# Has Anyone Gotten their CA PE or SE through reciprocity? What is the process?



## cajone5 (Jun 27, 2014)

Folks --

I'm looking into getting my CA PE and SE licenses. I am already a licensed PE in TX and SE in IL. I know there are state specific exams for California (Seismic and Surveying) but I'm having trouble tracking down the process. Will be giving the board of engineering in CA a call next week to ask them but figured I'd see if anyone had any advice, recommendations, etc. on how to navigate this process.

Thanks!


----------



## bhenning (Jun 29, 2014)

Hey Cajone5, you basically have to apply like you would if you were sitting for your PE for the first time. They allow you to submit your NCEES record which reduces the application size. However, you still have to submit your application by the deadline to take the Surveying and Seismic exams during the next exam cycle (Oct/April). You have to get your CA PE before you can apply for your CA SE. Also, for the CA SE, you need 3 years of experience after obtaining a PE license, and 3 CA SE's as references.

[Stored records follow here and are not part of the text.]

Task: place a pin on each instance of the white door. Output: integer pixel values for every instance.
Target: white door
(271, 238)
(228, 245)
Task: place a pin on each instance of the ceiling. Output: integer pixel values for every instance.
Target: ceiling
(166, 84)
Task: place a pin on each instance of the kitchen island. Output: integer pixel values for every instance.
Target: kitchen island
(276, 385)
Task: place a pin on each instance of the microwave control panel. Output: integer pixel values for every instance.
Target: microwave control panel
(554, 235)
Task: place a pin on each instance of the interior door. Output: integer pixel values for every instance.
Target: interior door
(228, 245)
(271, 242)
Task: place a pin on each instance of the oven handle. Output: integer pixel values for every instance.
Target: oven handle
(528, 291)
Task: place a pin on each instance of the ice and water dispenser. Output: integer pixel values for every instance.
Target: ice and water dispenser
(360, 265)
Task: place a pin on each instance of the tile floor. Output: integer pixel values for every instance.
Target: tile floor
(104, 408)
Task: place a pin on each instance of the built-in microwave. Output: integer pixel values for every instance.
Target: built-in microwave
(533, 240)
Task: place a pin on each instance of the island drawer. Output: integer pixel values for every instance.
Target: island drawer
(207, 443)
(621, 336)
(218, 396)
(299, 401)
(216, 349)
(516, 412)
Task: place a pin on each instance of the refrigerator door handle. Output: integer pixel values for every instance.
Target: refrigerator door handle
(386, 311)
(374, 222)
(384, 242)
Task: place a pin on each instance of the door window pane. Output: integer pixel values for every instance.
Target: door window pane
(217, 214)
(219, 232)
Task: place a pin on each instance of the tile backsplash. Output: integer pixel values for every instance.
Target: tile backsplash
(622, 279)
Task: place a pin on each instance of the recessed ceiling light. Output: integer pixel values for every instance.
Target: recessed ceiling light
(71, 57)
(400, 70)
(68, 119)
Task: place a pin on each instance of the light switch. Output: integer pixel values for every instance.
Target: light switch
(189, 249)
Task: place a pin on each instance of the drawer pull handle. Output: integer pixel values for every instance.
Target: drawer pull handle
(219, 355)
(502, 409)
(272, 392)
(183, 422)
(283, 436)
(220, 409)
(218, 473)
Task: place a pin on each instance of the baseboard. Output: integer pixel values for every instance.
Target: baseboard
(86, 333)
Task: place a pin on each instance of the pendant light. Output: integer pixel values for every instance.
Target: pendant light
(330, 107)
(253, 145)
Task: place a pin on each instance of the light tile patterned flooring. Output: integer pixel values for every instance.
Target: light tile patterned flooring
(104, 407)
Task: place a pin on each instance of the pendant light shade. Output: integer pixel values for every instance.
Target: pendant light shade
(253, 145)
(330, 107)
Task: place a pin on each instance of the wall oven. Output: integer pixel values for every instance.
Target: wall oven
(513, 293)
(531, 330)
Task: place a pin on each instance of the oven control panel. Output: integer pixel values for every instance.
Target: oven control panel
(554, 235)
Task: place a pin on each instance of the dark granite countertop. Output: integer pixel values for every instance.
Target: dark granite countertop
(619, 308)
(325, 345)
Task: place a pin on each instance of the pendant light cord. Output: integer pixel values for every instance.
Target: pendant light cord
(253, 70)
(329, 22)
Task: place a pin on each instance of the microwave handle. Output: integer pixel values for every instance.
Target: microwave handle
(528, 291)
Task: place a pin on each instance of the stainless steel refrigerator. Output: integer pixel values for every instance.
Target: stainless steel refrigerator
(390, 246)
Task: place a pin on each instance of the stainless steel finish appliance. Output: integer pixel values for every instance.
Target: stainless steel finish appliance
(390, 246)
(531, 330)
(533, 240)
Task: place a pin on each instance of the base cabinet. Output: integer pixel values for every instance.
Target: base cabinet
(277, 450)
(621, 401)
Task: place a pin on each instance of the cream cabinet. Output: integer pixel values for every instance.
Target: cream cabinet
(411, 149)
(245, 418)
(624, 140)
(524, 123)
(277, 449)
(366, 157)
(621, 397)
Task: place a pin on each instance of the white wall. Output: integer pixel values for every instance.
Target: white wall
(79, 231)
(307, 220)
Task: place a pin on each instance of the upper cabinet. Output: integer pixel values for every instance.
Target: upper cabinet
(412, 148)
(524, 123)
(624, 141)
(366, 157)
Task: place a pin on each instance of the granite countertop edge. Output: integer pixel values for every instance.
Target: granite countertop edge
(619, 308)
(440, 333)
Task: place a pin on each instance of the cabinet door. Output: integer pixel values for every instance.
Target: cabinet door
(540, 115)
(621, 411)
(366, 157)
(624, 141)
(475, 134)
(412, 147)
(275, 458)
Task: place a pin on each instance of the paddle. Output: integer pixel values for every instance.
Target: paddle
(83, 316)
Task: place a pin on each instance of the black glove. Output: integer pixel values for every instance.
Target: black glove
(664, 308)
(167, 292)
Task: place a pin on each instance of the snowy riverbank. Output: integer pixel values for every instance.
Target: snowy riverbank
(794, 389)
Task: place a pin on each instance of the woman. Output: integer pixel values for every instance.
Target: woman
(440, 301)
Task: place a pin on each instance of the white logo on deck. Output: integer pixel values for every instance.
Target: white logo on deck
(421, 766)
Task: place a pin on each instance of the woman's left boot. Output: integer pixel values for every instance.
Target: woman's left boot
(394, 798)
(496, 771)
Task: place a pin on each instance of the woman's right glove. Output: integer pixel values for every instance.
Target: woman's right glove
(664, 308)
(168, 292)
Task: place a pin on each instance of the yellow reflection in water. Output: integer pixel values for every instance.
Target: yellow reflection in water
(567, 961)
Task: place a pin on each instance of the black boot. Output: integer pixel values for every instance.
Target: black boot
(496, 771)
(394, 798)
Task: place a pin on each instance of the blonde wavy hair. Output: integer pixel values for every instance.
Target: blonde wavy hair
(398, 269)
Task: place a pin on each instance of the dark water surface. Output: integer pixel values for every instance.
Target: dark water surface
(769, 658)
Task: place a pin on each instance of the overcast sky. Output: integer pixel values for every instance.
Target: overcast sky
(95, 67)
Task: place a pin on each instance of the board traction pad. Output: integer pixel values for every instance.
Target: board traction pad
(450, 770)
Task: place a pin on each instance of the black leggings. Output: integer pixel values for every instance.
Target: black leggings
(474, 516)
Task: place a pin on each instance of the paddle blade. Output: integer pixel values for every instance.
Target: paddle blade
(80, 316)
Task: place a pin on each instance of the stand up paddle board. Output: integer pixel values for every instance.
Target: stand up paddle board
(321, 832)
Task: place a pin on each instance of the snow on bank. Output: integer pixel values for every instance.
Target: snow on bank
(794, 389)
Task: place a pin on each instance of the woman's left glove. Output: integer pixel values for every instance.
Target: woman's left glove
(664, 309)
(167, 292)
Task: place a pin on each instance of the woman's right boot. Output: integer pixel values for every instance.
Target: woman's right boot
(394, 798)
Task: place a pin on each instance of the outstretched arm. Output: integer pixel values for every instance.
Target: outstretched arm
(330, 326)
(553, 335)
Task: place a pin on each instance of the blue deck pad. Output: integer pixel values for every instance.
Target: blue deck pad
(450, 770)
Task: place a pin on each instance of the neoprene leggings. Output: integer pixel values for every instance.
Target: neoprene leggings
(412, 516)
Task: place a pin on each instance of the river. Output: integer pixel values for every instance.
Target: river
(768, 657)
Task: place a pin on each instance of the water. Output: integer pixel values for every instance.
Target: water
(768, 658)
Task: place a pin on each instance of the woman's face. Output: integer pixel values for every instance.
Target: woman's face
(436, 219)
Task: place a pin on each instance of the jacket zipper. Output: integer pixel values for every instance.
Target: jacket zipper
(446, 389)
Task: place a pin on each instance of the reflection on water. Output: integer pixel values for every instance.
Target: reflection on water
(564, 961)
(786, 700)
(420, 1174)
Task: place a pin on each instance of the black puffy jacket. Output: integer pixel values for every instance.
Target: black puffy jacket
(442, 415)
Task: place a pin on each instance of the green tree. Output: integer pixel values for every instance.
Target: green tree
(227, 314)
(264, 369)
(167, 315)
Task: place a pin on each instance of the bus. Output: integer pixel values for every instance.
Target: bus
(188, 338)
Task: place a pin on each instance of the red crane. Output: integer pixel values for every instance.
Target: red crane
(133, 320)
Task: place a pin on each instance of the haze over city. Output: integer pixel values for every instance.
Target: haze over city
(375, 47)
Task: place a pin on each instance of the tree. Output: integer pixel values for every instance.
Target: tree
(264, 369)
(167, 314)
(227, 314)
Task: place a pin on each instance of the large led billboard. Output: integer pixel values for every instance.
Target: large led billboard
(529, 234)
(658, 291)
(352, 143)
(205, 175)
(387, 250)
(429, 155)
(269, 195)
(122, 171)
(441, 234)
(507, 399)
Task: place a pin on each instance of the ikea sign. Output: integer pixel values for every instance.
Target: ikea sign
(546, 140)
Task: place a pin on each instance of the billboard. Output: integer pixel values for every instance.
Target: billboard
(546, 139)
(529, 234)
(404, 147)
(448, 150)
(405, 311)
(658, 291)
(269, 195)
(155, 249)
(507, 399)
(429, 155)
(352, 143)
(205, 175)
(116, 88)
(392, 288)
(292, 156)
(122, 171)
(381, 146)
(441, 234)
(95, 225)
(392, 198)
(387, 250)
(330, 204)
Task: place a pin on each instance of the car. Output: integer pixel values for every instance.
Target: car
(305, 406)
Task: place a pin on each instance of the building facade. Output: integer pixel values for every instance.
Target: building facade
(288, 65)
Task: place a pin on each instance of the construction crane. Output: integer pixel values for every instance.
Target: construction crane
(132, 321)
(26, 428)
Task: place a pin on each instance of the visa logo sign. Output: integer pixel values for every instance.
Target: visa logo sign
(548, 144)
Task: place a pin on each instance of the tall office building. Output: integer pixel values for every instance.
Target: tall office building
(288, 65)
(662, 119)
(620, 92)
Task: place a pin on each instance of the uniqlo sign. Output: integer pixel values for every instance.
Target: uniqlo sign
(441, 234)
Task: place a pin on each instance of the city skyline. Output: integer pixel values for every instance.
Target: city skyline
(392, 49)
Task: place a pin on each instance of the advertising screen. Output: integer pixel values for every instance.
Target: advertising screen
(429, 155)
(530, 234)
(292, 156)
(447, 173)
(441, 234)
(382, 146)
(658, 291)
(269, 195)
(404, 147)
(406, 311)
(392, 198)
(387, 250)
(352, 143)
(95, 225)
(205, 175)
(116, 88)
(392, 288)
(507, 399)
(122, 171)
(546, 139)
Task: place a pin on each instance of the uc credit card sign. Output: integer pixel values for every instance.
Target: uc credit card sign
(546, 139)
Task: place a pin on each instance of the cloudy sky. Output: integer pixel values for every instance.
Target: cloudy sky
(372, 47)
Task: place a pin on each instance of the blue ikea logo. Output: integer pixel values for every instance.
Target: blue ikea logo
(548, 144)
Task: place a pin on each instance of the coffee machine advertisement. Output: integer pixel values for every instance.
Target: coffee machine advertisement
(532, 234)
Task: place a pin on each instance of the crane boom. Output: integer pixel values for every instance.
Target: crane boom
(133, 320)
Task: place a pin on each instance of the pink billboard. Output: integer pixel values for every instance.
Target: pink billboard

http://www.bpelsg.ca.gov/applicants/faq_eng.pdf - FAQ's

http://www.bpelsg.ca.gov/applicants/exam_schedule.shtml - exam schedule

https://www.prometric.com/en-us/clients/California/Pages/CivilSeismicPrinciples.aspx - This is the testing agency that CA uses for the Surveying &amp; Seismic exams (they don't use NCEES for these exams)


----------



## TJM (Jul 1, 2014)

I would add also that the Surveying and Seismic exams aren't a cakewalk. I was definitely rushed during both of them.


----------